Uses phase shift algorithm to convert channels/depth to spatial resolution

Expand source code
def depth_to_space(input, scale, data_format=None):
    """ Uses phase shift algorithm to convert
    channels/depth to spatial resolution """
    if data_format is None:
        data_format = K.image_data_format()
    data_format = data_format.lower()
    input = _preprocess_conv2d_input(input, data_format)
    out = tf.nn.depth_to_space(input, scale)
    out = _postprocess_conv2d_output(out, data_format)
    return out
def find_maxima(x, coordinate_scale=1, confidence_scale=255.0, data_format=None)
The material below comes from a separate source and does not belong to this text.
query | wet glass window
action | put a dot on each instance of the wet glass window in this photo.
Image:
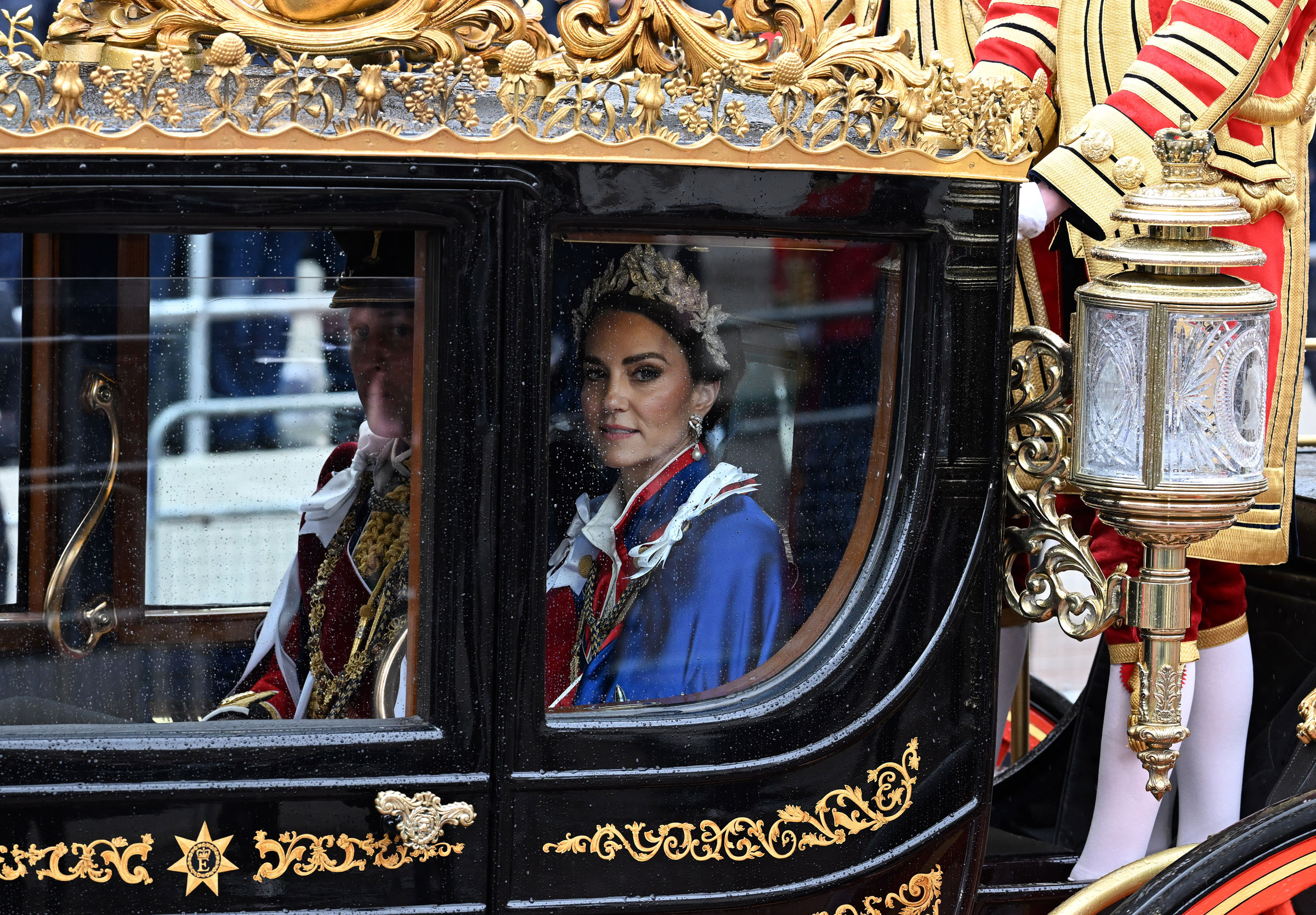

Finds the 2D maxima contained in a 4D tensor.

Arguments

x: Tensor or variable.
data_format: string, `"channels_last"` or `"channels_first"`.

Returns

A tensor.

Raises

ValueError: if `data_format` is neither `"channels_last"` or `"channels_first"`.
Expand source code
def find_maxima(x, coordinate_scale=1, confidence_scale=255.0, data_format=None):
    """Finds the 2D maxima contained in a 4D tensor.
    # Arguments
        x: Tensor or variable.
        data_format: string, `"channels_last"` or `"channels_first"`.
    # Returns
        A tensor.
    # Raises
        ValueError: if `data_format` is neither `"channels_last"` or `"channels_first"`.
    """
    if data_format == "channels_first":
        x = permute_dimensions(x, [0, 2, 3, 1])
        x = _find_maxima(x, coordinate_scale, confidence_scale)
        x = permute_dimensions(x, [0, 2, 1])
        return x
    elif data_format == "channels_last":
        x = _find_maxima(x, coordinate_scale, confidence_scale)
        x = permute_dimensions(x, [0, 2, 1])
        return x
    else:
        raise ValueError("Invalid data_format:", data_format)
def find_subpixel_maxima(x, kernel_size, sigma, upsample_factor, coordinate_scale=1.0, confidence_scale=1.0, data_format=None)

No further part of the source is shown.